"Death and sickness are the two intruders who enter our lives, often uninvited. They can change everything in either an instant, or chip away at someone's life, inch by inch."
It has been a tough week for those of us who like the folks on Fox News or Fox Business News. Earlier in the week, it was reported that Brenda Buttner from Fox Business Channel had died in her fifties. Today, it was reported that Alan Colmes had passed away in his mid-sixties. And between those two sad announcements, it was reported that David Cassidy from the Partridge Family has developed dementia, also in his mid-sixties.
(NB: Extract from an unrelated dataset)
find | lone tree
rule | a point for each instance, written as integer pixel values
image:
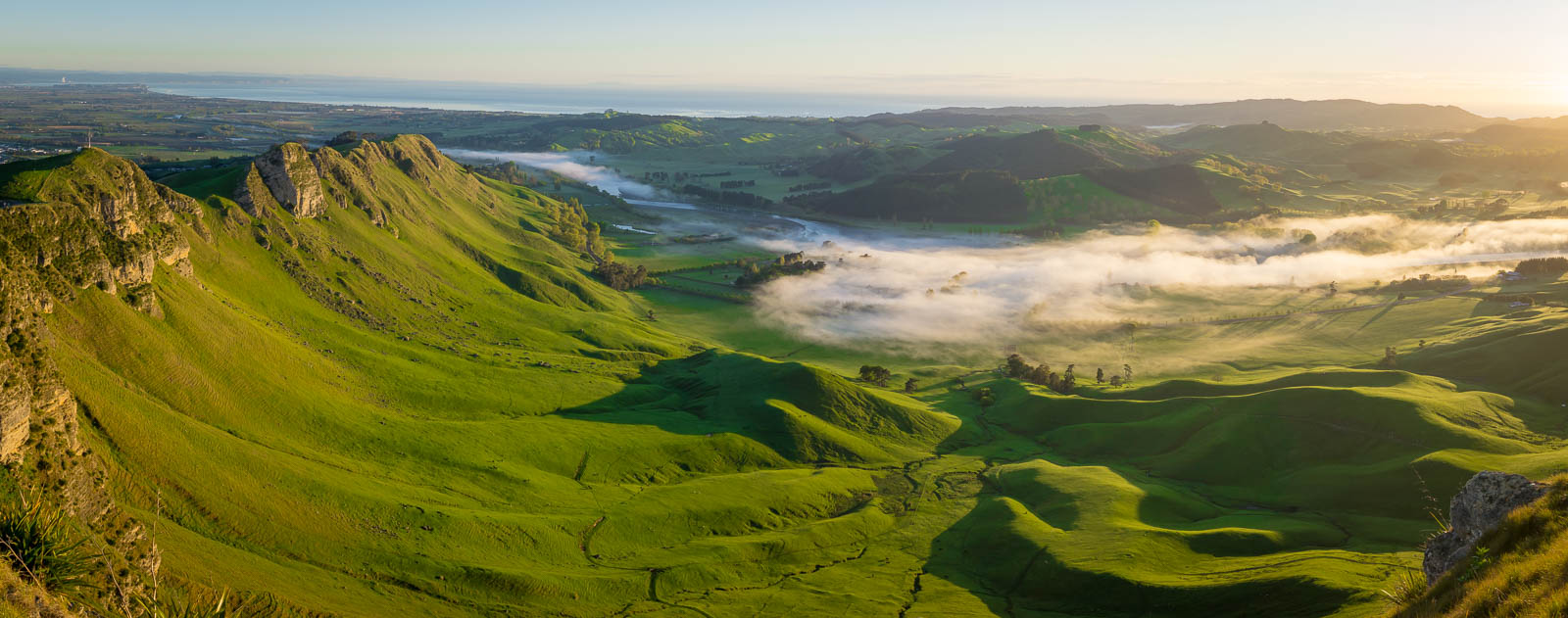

Why do I bring this up? I imagine that all of these folks did not choose this. I would bet that this time last year, they were plotting out the rest of their lives. Death or a debilitating sickness was not part of that planning. And that brings me to the core of the issue. It is good and wise to plan for the future. However, when given the opportunity to do something either from your bucket list, or outside of your bucket, do it sooner rather than later.
Death and sickness are the two intruders who enter our lives, often uninvited. They can change everything in either an instant, or chip away at a life, inch by inch. They are the destroyer of dreams, the changer of relationships, and the ender of an existence. They can announce themselves during a routine doctor's visit, having a prolonged sickness, or result in a sudden ending.
But the purpose of this article is not to be macabre. By all means, it is meant to be joyful and hopeful. We all know there is a omega to the alpha - we just don't know when. One of my wife's relatives was visiting us this past week. In a casual conversation, he mentioned he would like to live to be 100. And I hope he does. But the bottom line is this - he does not know when this fantastic journey called life will end. None of us to.
Bottom line - if you have a dream, and have the resources to chase that dream, do it now. Don't wait until tomorrow. Why? Tomorrow might never come. Or to repeat an old (and very wise) saying, "The past is gone, the future is not yet here, so live for the present. The present is a gift - that is why it is called the present."